Barack Obama's dialogue with two of the most respected Hispanic journalists in the United States, Jorge Ramos and Maria Elena Salinas, came to an end when Ramos asked what was the greatest failure of his presidency.
"Jorge, my biggest failure so far is that we have not yet achieved a comprehensive immigration reform," Obama said.
It was an explicit recognition of a promise he made in 2008 and never fulfilled: sign, during the first year of his term, a law that would offer a path to citizenship for 11 million undocumented immigrants living in the United States most of them Hispanics.
In one of the few matches that given the campaign, both Obama and his Republican rival, Mitt Romney, complained this week that Washington treats problems of millions of immigrant families as a "political football".
And they did it with a day apart, at the same journalists and in the same place: a "meet the candidates" organized by the Uni vision network, to which both agreed, giving a small triumph for the Hispanic network, which had been excluded of the presidential debates.
There, each delivered a message designed to appeal to the millions of Hispanic voters, although they are scattered across the country, have more presence in several states where the election will be decided: Nevada, Colorado, New Mexico, Virginia and Florida, one of the most coveted spoils electoral map.
Obama has an overwhelming advantage, to have the support of 72% of "likely voters" Hispanic, against only 22% who would vote for Romney, according to a survey of the Pew Research Center, released yesterday.
So, Obama faces the challenge of making these "likely voters" bear on November 6: among Latinos, the participation rate is lower. Romney seeks to close the gap and get back 38%, slightly higher than that earned George W. Bush in 2000.
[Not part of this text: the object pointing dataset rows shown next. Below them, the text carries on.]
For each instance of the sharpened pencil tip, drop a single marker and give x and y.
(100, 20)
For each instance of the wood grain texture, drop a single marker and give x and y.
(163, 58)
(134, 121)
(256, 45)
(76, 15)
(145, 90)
Of course there is a huge difference between the two Republican campaigns: Bush was the last president who supported and came close to achieving that Congress passed in 2001, an amnesty for undocumented immigrants.
Obama seized on that background to justify his broken promise, saying it was naive and did not expect the Republicans to give him back to an initiative now supported in the past. In fact, the last U.S. president who signed an amnesty was a Republican: Ronald Reagan.